Non-fragile Iterative Learning Control

Learning is a main method of getting knowledge, a remarkable symbol of intelligence and a basic method for human being. So, learning is also an important attribute of intelligent control. If information of a process (or inherent information of environmental location) are learned, getting experience is estimated, classified and decided(or controlled) further and performance of the systems is improved, the systems are called learning systems. Control systems of learning function are called learning control systems. Iterative learning control is also an advanced control method and was applied to systems executing repetitive task, such as industry robot. Iterative learning control is to perfect tracking goals over a finite interval. During learning, learning controllers have parametric variation of controllers because of soft and hardware. This uncertainty leads to performance reduction of closed-loop systems and can't make systems tracking goals well. But very few people study this uncertainty in iterative learning controllers. Non-fragile control is an effective method for uncertainties of controllers. Its intention is to design a non-fragile controller that stabilize closed-loop systems and satisfy certain performance .This is main work in this paper.The problem of non-fragile guaranteed cost iterative learning control and its optimization is studied for discrete linear time-varying systems.
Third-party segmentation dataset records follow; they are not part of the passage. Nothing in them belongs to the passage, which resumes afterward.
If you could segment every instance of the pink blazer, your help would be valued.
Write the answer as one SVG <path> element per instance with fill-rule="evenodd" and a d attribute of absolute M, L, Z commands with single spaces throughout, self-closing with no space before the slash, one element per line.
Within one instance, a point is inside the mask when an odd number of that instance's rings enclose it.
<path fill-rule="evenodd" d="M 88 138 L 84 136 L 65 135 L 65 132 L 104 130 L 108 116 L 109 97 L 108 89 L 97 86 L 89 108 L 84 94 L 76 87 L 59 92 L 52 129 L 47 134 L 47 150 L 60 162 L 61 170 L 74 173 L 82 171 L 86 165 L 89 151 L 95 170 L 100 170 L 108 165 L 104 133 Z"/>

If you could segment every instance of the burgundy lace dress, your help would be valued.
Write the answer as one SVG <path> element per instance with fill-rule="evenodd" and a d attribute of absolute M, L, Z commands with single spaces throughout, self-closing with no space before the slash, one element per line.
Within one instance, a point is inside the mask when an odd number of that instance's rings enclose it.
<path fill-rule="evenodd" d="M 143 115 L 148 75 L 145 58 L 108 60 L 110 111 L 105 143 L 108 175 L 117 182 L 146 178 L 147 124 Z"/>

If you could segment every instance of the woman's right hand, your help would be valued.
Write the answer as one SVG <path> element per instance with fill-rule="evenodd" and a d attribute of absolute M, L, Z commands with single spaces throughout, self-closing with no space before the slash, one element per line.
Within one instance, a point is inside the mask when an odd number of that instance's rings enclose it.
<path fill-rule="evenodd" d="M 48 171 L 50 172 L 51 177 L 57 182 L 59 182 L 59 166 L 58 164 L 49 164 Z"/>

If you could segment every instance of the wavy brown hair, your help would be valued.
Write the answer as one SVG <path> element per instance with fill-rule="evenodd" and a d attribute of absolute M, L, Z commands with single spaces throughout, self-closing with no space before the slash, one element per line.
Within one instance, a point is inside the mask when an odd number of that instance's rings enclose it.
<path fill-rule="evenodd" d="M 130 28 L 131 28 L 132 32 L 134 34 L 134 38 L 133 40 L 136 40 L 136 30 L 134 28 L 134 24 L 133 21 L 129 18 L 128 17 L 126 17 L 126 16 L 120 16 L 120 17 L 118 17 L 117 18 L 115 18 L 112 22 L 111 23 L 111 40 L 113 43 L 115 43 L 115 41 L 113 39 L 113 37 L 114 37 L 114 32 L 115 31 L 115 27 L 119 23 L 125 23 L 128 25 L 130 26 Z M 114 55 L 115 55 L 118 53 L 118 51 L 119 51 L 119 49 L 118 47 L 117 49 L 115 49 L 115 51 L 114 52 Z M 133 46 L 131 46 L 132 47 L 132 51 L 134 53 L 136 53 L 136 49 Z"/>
In terms of quadratic performance function in iteration domain and linear matrix inequalities, design of non-fragile guaranteed cost iterative learning controllers and its optimization are presented for additive and multiplicative uncertainties.The problem of robust non-fragile guaranteed cost iterative learning control and its optimization is studied for discrete linear time-invariant systems. Consider parametric uncertainties of discrete linear time-invariant system and parametric uncertainties of learning controller, design of robust non-fragile guaranteed cost iterative learning controllers and its optimization are presented for additive and multiplicative uncertainties in terms of quadratic performance function in iteration domain and linear matrix inequalities.